Creativity is an elusive and strange phenomenon that both eludes and tickles people.
For most people a stroke of creative genius is just that, a stroke. One miserable stroke and then it’s gone. Forever. For a select few, creativity seems to be a fountain bubbling up in the centre of their being, constantly oozing out original results.hether you are creating works of art, or inventing the next great gadget, having a handle on the creative process can benefit each one of us. The evidence is clear about how creative souls have changed the look and feel of our world. Their ideas have influenced our daily routines. Who doesn’t want to have an idea of their own revolutionize the world and earn them millions of dollars?

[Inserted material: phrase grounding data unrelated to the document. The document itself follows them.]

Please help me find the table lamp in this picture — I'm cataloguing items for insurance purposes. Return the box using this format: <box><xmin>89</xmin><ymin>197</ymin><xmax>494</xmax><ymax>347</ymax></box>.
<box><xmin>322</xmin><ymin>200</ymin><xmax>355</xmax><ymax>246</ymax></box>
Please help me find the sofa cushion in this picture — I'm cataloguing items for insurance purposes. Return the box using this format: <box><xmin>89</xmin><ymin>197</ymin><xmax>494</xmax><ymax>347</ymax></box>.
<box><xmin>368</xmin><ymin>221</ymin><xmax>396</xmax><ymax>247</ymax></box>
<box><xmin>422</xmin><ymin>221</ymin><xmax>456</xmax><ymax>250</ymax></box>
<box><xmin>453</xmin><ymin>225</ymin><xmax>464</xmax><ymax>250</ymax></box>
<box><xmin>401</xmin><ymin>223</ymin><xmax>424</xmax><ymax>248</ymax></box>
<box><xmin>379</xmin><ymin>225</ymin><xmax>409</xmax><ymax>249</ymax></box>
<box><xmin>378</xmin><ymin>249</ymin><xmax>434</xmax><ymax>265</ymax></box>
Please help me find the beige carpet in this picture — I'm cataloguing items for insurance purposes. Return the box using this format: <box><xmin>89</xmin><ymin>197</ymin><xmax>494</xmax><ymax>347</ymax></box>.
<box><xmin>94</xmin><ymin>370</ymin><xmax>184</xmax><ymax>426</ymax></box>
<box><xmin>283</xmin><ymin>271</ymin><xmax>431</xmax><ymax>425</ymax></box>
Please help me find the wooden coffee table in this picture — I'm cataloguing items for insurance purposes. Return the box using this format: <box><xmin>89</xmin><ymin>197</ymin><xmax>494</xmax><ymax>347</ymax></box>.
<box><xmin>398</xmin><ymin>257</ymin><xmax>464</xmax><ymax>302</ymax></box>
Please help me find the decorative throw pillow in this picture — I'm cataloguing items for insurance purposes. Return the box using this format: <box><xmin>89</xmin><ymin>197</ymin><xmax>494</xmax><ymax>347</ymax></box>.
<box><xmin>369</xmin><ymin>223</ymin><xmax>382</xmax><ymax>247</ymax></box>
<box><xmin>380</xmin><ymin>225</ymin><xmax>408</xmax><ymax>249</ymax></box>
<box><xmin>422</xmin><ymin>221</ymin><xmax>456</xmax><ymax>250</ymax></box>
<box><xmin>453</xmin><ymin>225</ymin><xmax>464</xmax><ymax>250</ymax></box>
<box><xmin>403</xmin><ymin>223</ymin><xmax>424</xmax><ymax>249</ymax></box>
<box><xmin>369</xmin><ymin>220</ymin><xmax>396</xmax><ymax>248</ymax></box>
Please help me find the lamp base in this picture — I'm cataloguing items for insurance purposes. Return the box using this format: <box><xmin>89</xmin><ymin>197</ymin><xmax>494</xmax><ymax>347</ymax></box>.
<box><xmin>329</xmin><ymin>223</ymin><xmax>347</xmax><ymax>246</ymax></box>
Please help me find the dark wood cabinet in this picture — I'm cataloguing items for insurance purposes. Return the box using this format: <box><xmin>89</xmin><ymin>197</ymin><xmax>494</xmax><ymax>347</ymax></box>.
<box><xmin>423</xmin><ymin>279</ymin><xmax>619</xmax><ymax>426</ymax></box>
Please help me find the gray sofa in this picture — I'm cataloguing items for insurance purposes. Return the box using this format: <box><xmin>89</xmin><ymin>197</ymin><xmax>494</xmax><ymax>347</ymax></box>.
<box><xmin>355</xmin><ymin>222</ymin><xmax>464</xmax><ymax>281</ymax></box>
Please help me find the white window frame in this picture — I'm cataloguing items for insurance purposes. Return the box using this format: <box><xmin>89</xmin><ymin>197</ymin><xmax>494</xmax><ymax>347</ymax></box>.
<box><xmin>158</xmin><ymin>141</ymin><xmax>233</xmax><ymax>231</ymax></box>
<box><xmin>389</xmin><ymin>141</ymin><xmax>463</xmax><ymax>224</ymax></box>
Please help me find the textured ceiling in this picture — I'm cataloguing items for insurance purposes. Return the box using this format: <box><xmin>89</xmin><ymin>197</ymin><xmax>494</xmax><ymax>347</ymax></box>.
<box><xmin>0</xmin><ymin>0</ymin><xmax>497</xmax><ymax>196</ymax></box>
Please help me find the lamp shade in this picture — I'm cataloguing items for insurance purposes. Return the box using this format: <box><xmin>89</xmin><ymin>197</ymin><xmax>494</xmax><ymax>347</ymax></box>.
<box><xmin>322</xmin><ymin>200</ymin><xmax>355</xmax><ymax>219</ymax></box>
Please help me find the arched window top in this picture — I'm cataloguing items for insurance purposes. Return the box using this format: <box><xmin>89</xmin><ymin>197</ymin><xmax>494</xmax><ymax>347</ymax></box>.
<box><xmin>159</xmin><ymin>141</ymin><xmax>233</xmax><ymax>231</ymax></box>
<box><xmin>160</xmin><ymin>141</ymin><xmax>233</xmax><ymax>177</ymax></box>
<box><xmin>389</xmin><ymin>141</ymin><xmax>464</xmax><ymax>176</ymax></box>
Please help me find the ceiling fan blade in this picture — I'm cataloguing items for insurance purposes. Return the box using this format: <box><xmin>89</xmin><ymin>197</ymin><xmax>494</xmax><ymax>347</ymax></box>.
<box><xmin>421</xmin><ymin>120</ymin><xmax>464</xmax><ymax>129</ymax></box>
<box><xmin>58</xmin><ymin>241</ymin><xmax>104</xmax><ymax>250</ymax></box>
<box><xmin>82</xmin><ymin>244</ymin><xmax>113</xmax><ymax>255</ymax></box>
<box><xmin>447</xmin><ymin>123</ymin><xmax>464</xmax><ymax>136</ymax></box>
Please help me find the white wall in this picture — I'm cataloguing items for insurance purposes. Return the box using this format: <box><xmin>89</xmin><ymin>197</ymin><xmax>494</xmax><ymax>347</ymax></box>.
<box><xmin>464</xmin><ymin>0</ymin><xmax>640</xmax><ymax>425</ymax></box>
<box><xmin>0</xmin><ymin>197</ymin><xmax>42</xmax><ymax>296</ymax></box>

So, what do the creative few, ‘the Originals’, have that the rest of us plebs don’t? What is the difference that makes the difference? Why do some ideas launch people into their Disney-type destiny and others just fade into obscurity?
The answer is simpler and more shocking than you could imagine. The difference between those that create and those that look on with envy is the great ‘I am’ People that use ‘I am’ in their creative process are less likely to achieve originality on a consistent basis. Originals rarely, if ever, use ‘I am’ in relation to their creative drafts and results.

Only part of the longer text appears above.